А потом не раз она убеждалась, как ей все запомнилось, чего она как будто и не видела в тот момент: и люди, стоявшие во дворе, и лица, а позади на ярком солнце — костер посреди двора, его особенный весенний запах и стелющийся понизу сизый дымок. На всю ее дальнейшую жизнь запах костра связался для нее с этим днем.
И чужое горе, показавшееся ей оскорбительным в час горя своего, вдруг примирило ее с чем-то большим, перед чем покорным становится человек. И она еще раз поклонилась этим двум женщинам и всем столпившимся во дворе людям.
В девятом часу утра, когда Смолеевы, как обычно, завтракали, Женя спросила утвердительно:
— Ты будешь на похоронах?
В шерстяной безрукавке — красные, серые поперечные полосы, — в синей английской юбке, принявшая душ, причесанная, одетая на работу и уже мыслями наполовину там, в своем Гидропроекте, Женя серебряной ложечкой ела творог, политый вишневым вареньем. В этом она не могла себе отказать: чуть полить творог вишневым вареньем. Иначе очень скучно становилось жить на свете.
— Я думаю, тебе надо быть. Я тоже подъеду.
Вишенку, случайно попавшую вместе с соком, она отложила на край блюдца, приберегла, чтоб заесть.
Его всегда поражал контраст между утренним ее разумным спокойствием, холодностью и той страстностью, которую он в ней знал.

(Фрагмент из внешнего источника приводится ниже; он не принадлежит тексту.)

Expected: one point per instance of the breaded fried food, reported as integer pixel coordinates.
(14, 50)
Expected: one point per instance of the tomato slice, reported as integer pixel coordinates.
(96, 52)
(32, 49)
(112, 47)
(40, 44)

Именно тут больше всего была уязвлена его гордость. Потому что такой же, как с ним, она была до него. Он не мог опускаться до сравнений, но, проходя на кухню за кофейником, строго, как на другого кого-то, глянул в зеркало. Увидел себя — крупного, большого, и это было ему приятно.
Вернувшись, стал наливать кофе в чашки — ей и себе. И тут тоже было удовольствие, которого он не знал раньше. Раньше жена наливала ему, пододвигала ему, а он, ткнув нос в газету, не видел ни ее, ни того, что она пододвигает.
— Полней, — сказала Женя, всегда следившая, чтоб он наливал ей по самый край. И это тоже почему-то ему нравилось.
Кроме них двоих, в доме жила и вела хозяйство дальняя Женина родственница Елена Андреевна, тетушка. Родом из Астрахани, из купеческой фамилии, о чем раньше умалчивалось, а теперь Елена Андреевна всякий раз поминала, дескать, вот какого мы роду-племени, вот откуда происходим, она баловала Смолеева расстегаями с рыбой, своими, особенными, какие «в вашей-то столовке и не поешь», грибочками солененькими и маринованными, помидорами мочеными: «Красавцы один в один, ровно с куста». Ревностная домоправительница, она считала неколебимо, что все нынешние болезни «от химии от етой», и верила в гомеопатию. Вся ее комната — и комод, и подзеркальник, и подоконник — все было заставлено флакончиками, коробочками с крупинками, которые она принимала по часам, вечно опаздывала и расстраивалась, что вот никак не удается наладить лечение, подумать о себе. Женя посоветовала ей заводить будильник, с тех пор в доме то и дело раздавались звонки, Елена Андреевна вздрагивала, кидалась к телефону или открывать дверь.